La philosophe féministe Camille Froidevaux-Metterie a expliqué que le procès Mazan était le grand procès de la masculinité. Qu’est-ce qui rend possible le calvaire de Gisèle Pelicot et les milliers de violences sexistes et sexuelles par an ? La culture du viol. Le masculinisme. L’imaginaire viriliste. La domination masculine.
Le réflexe « not all men » a quelque chose de suspect. Comme s’il fallait immédiatement se laver de tout soupçon, comme si le premier réflexe, face aux victimes, était de rappeler qu’on n’avait soi-même rien à se reprocher.
Oui, les tortionnaires de Gisèle Pelicot sont des hommes normaux. Tristement normaux. L’un d’entre eux rencontre Gisèle Pelicot lors d’un échange cordial dans la rue. D’autres vivent leur vie paisiblement, traversent les épreuves que chaque homme sur cette terre traverse, ont des amis, des proches, etc. Le procès Pelicot n’est pas un procès hors norme : c’est le procès de la banalité du viol.
« All men » : cela ne signifie pas que tous les hommes sont des agresseurs. Cela signifie que tous les agresseurs, ou presque, sont des hommes et que ce n’est pas un hasard. « All men » signifie qu’il y a un sexisme qui fait système, qu’il y a un continuum entre le comportement sexiste et le viol, que notre société patriarcale inculque aux garçons l’idée que le corps de la femme est à leur disposition.
« All men » signifie que quasiment toutes les femmes ont vécu des situations de sexisme dans leur vie. Qu’aujourd’hui les femmes sont moins bien payées que les hommes à emploi égal. Qu’une femme sur trois est victime de violences masculines dans le monde. Qu’on continue encore, en 2024, à mettre en doute la parole de femmes victimes de violences.
« All men », ça signifie aussi que tous les hommes doivent faire leur examen de conscience. Déconstruire tous les biais sexistes qui sont ancrés en eux depuis leur naissance. Se questionner sur leur manière d’être des hommes.
Camille Froidevaux-Metterie rappelait que beaucoup d’hommes avaient vu passer l’annonce de Dominique Pelicot et que même s’ils n’y ont pas répondu, ils ne l’ont pas signalée. Personne n’a signalé cette annonce, pourtant explicite dans ses termes, à qui que ce soit. Aucun homme. C’est bien le signe que c’est un système entier qui est en cause, et pas un cas particulier qui serait celui de Dominique Pelicot et de ses monstrueux acolytes.

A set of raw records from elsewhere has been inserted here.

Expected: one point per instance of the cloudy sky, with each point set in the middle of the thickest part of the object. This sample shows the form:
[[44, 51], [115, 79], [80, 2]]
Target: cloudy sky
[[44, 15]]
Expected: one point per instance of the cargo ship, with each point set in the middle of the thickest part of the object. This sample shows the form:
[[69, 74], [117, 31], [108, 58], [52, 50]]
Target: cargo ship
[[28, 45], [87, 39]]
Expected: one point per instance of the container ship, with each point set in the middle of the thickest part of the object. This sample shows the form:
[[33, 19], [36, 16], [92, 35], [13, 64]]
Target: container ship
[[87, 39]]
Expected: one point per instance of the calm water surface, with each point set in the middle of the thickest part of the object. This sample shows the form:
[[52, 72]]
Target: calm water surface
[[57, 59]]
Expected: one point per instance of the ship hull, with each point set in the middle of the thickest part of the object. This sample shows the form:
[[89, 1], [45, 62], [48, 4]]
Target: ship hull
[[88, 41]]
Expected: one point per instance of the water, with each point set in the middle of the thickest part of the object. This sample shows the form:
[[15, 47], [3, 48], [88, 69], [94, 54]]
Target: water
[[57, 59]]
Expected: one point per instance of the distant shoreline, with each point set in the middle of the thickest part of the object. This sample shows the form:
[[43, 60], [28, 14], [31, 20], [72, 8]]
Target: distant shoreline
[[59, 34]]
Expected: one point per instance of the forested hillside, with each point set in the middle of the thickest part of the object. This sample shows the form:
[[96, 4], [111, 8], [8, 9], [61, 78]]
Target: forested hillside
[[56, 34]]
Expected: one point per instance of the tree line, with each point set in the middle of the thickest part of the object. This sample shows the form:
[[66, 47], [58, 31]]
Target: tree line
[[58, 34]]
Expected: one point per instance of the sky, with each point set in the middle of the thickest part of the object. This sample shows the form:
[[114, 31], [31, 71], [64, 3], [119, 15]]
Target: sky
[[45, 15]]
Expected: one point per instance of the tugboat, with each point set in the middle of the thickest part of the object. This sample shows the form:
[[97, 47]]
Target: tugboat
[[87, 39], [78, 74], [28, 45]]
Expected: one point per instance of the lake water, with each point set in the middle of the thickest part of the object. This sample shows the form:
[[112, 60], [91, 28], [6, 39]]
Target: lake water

Or le « not all men » nous dit le contraire. Il nous dit que le problème du sexisme et des violences masculines est un problème individuel, un problème qui serait le fait de quelques hommes aux intentions mauvaises et qui ne concernerait que ceux-là. « Not all men » est une manière de dire aux mouvements féministes qu’elles font fausse route depuis des décennies. Que le système patriarcal n’existe pas ou plus. Qu’il n’y a pas de sexisme structurel. C’est une manière de congédier toutes les luttes féministes d’un revers de main, et de revenir soixante-dix ans en arrière, peut-être même plus.
Pour une fois, c’est à nous, autres hommes, de nous taire, et d’écouter. D’écouter celles qui alertent courageusement contre une société patriarcale qui ne veut pas mourir, comme en témoigne l’inquiétant retour du masculinisme sur les réseaux sociaux. D’écouter Gisèle Pelicot quand elle explique que la honte doit changer de camp. Taisons-nous, écoutons les militantes et les victimes et trouvons les moyens d’amplifier leurs voix plutôt que de les nier.